Beberapa `Ulama Lain Yang Sefaham

            Beberapa orang `Ulama yang lain di Sumatera Barat menjelaskan pendirian yang berpihak kepada beliau-beliau. Patutlah dicatat nama Syekh Muhammad Thaib Tanjung Sungayang, Syekh 'Abdullatif Rasyid dan saudaranya Syekh Daud Rasyid Balingka, Syekh 'Abbas 'Abdullah dan saudaranya Syekh Mustafa 'Abdullah Padang Japang, Syekh 'Abdurrasjid Maninjau, Tuanku Laut Lintau, Syekh Ibrahim bin Musa Parabek. Yang satu inilah yang sekarang masih hidup. Beliau-beliau itu menerima murid-murid belajar pada pondoknya masing-masing. Seluruh madrasah itu pada tahun 1918 digabungkan dalam satu organisasi bernama “Sumatera Thawalib". Dalam madrasah itu sejak tahun 1918 itu mulailah dikaji orang karangan-karangan Muhammad 'Abduh dan tafsirnya, buah tangan Sayid Rasyid Ridha dan lain-lain, sehingga keluar dari sana angkatan muda Islam mendapat semangat baru. Dan beberapa orang diantara mereka melanjutkan belajar ke Al-Azhar dan Daru'l Ulum di Mesir mampu untuk di tarik sebuah kesimpulan bahwa madrasah-madrsah yang berada di daerah Sumatra mmapu untuk melahirkan murid-murid yang berprestasi yang mampu untuk di banggakan.

Beberapa ulama di Jawa yang terpengaruh oleh fikiran Muhammad Abduh di Tanah Jawa adalah sebagai berikut :
Syekh Ahmad Soorkati.

Yang pertama ialah Syekh Ahmad Soorkati As-Sudani, Syekh Ahmad Soorkati berasal dari Sudan dan lama berdiam di Madinah Munawwarah. Sebagian orang mengatakan bahwa Syekh Ahmad Soorkati meninggalkan Sudan setelah pemberontakan Mahdi. Syekh Ahmad Soorkati berangkat .ke Indonesia atas undangan masyarakat Arab Hadramaut yang telah lebih dulu datang ke Indonesia sejak awal abad kesembilan belas, atau lama sebelum itu. Jasa mereka besar juga dalam penyebaran dan pengokohan Islam di Indonesia. Tetapi tidaklah dapat mereka melepaskan diri sama sekali daripada kebekuan berpikir dan khurafat yang telah mereka bawa dari negeri asal mereka.
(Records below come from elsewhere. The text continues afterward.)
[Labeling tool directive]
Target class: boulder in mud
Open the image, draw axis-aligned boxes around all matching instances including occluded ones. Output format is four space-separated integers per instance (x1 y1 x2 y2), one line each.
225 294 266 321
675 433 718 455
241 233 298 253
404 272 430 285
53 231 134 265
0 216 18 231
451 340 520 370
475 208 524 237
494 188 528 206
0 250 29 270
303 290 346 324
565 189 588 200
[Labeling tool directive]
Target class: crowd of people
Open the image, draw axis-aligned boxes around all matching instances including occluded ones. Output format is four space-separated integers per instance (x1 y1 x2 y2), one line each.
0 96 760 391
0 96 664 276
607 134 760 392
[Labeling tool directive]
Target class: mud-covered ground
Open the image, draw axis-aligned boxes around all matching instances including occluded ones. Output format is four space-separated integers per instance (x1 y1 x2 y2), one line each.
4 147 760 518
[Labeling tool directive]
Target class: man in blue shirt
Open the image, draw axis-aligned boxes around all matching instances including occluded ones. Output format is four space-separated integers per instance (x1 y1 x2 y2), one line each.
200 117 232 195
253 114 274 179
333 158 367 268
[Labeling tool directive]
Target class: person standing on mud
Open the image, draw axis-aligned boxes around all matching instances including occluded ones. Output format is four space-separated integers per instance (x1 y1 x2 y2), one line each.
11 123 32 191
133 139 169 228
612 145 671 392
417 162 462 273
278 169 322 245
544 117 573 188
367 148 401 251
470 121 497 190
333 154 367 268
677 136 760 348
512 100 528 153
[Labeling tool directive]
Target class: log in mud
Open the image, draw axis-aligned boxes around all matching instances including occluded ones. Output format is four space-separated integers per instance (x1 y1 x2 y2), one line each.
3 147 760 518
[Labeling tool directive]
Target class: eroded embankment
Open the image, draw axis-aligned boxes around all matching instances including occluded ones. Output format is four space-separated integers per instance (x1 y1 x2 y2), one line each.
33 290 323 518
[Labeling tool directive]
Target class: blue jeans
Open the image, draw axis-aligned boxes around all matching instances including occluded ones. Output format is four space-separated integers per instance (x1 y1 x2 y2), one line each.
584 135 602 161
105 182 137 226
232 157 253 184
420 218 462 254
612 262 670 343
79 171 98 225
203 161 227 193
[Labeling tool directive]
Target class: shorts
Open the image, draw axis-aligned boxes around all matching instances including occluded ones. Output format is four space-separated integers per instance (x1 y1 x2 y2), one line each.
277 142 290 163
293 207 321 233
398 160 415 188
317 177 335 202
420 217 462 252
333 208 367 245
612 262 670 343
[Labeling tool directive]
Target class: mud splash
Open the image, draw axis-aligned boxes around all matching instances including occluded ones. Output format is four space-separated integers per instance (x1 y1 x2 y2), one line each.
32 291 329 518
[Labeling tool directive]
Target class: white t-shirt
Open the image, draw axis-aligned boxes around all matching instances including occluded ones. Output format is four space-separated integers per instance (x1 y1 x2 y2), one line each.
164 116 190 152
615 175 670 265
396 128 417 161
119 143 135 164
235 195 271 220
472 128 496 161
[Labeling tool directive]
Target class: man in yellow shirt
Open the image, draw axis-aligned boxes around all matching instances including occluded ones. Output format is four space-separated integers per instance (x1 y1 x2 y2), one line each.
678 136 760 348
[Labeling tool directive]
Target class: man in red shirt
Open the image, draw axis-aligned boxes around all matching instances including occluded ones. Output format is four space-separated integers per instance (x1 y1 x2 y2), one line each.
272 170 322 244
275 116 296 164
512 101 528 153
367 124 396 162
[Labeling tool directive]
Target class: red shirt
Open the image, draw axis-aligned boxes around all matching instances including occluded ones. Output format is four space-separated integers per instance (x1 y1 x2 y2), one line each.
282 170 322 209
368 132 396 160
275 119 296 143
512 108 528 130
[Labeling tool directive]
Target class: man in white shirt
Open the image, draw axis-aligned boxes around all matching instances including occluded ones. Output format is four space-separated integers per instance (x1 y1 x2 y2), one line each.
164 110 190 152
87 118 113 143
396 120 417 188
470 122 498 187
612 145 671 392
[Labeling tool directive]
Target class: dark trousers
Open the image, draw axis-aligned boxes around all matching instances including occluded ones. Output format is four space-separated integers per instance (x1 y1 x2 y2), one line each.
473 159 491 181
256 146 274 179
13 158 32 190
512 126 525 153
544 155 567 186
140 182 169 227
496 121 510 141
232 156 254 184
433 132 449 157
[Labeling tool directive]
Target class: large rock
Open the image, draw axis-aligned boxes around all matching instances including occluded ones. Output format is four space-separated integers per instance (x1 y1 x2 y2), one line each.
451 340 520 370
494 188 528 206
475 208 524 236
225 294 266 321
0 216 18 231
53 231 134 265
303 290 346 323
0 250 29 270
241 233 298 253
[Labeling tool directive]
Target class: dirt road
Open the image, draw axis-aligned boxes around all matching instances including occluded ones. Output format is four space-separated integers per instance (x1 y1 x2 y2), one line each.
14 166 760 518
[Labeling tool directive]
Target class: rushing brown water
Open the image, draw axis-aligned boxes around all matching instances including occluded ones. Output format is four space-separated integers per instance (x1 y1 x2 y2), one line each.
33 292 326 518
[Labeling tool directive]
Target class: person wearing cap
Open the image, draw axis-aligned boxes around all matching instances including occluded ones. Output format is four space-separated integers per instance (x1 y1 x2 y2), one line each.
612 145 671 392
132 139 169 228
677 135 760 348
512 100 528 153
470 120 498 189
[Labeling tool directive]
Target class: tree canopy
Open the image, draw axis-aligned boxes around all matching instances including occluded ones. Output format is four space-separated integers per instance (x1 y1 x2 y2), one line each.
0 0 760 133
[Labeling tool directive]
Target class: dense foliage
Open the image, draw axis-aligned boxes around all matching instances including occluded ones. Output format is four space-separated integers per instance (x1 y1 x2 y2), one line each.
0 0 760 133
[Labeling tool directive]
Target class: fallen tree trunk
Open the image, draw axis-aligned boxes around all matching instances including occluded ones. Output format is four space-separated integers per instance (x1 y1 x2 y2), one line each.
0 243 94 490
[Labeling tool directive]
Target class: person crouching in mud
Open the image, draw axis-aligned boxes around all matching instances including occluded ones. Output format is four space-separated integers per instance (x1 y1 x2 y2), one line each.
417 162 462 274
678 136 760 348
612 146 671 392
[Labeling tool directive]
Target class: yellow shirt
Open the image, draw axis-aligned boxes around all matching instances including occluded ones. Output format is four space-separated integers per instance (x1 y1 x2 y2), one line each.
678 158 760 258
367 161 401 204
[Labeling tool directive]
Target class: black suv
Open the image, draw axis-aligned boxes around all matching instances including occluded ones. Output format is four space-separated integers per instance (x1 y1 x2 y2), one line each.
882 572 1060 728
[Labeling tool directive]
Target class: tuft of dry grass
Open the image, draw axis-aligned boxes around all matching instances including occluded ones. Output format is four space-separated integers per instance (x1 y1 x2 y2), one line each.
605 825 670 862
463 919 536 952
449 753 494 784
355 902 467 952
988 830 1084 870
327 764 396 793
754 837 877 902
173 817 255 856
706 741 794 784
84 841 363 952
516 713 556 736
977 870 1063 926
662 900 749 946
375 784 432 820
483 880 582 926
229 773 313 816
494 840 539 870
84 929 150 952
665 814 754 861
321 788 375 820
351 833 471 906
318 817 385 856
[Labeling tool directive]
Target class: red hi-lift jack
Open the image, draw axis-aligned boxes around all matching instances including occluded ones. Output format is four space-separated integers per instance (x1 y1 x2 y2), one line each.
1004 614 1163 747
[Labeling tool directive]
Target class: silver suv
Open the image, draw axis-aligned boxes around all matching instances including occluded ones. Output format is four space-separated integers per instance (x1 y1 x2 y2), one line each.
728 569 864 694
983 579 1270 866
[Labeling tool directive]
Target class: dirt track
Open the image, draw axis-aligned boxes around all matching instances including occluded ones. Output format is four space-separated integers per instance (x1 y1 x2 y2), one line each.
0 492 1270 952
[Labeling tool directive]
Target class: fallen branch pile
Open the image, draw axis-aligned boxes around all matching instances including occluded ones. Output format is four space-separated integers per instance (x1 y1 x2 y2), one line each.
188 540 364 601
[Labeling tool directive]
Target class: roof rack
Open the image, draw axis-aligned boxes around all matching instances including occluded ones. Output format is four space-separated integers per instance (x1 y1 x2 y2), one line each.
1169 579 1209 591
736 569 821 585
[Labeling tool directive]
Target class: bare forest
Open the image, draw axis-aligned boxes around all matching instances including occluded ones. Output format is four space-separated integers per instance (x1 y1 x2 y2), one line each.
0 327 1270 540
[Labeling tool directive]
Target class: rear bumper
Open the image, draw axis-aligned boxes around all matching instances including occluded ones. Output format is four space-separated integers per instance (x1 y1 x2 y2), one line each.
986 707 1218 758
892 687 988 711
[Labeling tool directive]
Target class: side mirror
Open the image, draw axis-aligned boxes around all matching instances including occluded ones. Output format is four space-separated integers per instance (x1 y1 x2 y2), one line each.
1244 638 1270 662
Tetapi ada juga beberapa orang yang telah terbuka matanya dan dapat melepaskan dirinya dari silang sengketa itu, yang tidak sesuai lagi dengan suasana baru di Indonesia, lalu mereka berlangganan majalah “Al-`Urwatul Wustqa", sehingga cara berfikir mereka menjadi maju dan majalah itupun dilarang masuk ke Batavia pada masa itu. Tetapi mereka dapat menerima majalah itu dengan diselundupkan dari Tuban, sebuah pelabuhan kecil di Jawa Timur. Setelah itu mereka berlangganan dengan majalah “Al-Manar" dari Sayid Rasyid Ridha. Keduanya inilah yang membuka jalan bagi kedatangan Syekh Ahmad Soorkati.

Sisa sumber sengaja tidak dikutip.